The various envs of URBAN-SIM are accessed through their corresponding train.py scripts located in the urbansim/learning/RL directory. Invoking these scripts will require a Task Configuration to the gymnasium API. For example,

python urbansim/learning/RL/train.py --env configs/env_configs/navigation/coco.yaml --enable_cameras --num_envs 32

This will train the coco delivery robot to navigate. Note specifically the --num_envs option and the --headless flag, both of which can be useful when trying to develop and debug a new environment.

In the script, the environment is registered with the gymnasium API, and the training script is launched with the task argument in Isaac Sim.

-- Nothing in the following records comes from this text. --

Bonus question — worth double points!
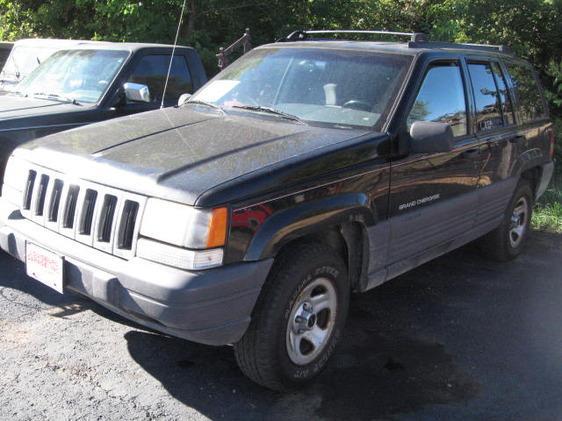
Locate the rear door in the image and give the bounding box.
[389,58,487,270]
[467,59,524,226]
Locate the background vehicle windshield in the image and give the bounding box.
[192,48,411,128]
[17,50,129,103]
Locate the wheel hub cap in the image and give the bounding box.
[286,278,337,365]
[509,197,529,248]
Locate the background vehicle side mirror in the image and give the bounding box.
[178,94,192,107]
[410,121,455,153]
[123,83,151,102]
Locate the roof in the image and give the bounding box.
[269,30,513,56]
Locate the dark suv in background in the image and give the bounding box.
[0,31,554,390]
[0,41,207,180]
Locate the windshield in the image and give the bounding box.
[17,50,129,103]
[0,45,57,82]
[191,48,411,128]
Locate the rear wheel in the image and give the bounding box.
[234,244,350,390]
[480,181,533,262]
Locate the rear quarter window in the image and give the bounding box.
[507,63,546,124]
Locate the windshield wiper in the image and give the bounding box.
[182,99,224,114]
[31,92,81,105]
[232,105,306,124]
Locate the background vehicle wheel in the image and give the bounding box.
[234,244,350,391]
[480,180,534,262]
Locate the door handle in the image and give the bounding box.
[509,135,526,144]
[461,149,480,159]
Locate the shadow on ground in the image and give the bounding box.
[4,233,562,420]
[125,240,520,419]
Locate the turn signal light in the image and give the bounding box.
[207,208,228,248]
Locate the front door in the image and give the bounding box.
[387,60,487,276]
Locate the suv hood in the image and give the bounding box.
[16,106,366,205]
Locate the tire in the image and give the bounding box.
[480,180,534,262]
[234,243,350,391]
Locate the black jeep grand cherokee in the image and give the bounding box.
[0,32,554,389]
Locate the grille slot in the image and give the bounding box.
[62,186,80,229]
[35,174,49,216]
[23,170,37,210]
[47,180,64,222]
[21,166,146,259]
[117,200,139,250]
[79,189,98,235]
[98,194,117,243]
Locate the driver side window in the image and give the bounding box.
[408,63,468,137]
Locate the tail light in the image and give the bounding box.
[546,128,556,159]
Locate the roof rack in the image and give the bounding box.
[278,29,513,54]
[408,40,513,54]
[279,29,427,42]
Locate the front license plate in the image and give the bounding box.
[25,243,63,294]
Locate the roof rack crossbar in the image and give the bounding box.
[408,41,513,54]
[281,29,427,42]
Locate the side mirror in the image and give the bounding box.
[178,94,192,107]
[410,121,455,153]
[123,83,151,102]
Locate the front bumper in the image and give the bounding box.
[0,198,273,345]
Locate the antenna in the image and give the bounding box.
[160,0,187,109]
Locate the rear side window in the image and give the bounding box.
[492,63,515,125]
[507,64,546,124]
[468,63,504,131]
[128,55,193,102]
[408,63,468,136]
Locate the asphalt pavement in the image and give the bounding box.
[0,233,562,421]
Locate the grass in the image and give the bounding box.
[532,165,562,233]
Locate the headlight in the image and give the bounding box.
[140,199,228,250]
[137,238,224,270]
[4,156,29,192]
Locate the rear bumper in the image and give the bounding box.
[0,199,272,345]
[536,161,554,200]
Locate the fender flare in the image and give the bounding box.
[244,193,378,261]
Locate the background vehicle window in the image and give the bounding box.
[508,64,546,123]
[128,55,193,102]
[16,49,129,104]
[492,63,515,125]
[468,63,503,131]
[408,64,468,136]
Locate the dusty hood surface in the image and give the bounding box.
[18,106,365,204]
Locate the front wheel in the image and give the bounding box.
[480,181,534,262]
[234,244,350,390]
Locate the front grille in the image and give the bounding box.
[21,168,146,259]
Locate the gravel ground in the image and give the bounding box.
[0,233,562,421]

The task is a string that identifies the environment and the robot used in the training.

import gymnasium as gym
gym.register(
    id=f"URBANSIM-{task_name}-{robot_name}-{setting_name}",
    entry_point="urbansim.envs:AbstractRLEnv",
    disable_env_checker=True,
    kwargs={
        "env_cfg_entry_point": EnvCfg,
        "rsl_rl_cfg_entry_point":  f"urbansim.primitives.robot.{robot_name}:PPORunnerCfg",
        "rl_games_cfg_entry_point": f"configs/rl_configs/{task_name}/{robot_name}/{setting_name}_train.yaml",
    },
)
args_cli.task = f"URBANSIM-{task_name}-{robot_name}-{setting_name}"

This is the function that actually registers an environment for future use. Notice that the entry_point is literally just the python module path to the environment definition, you can change this to point to any environment class you want to use.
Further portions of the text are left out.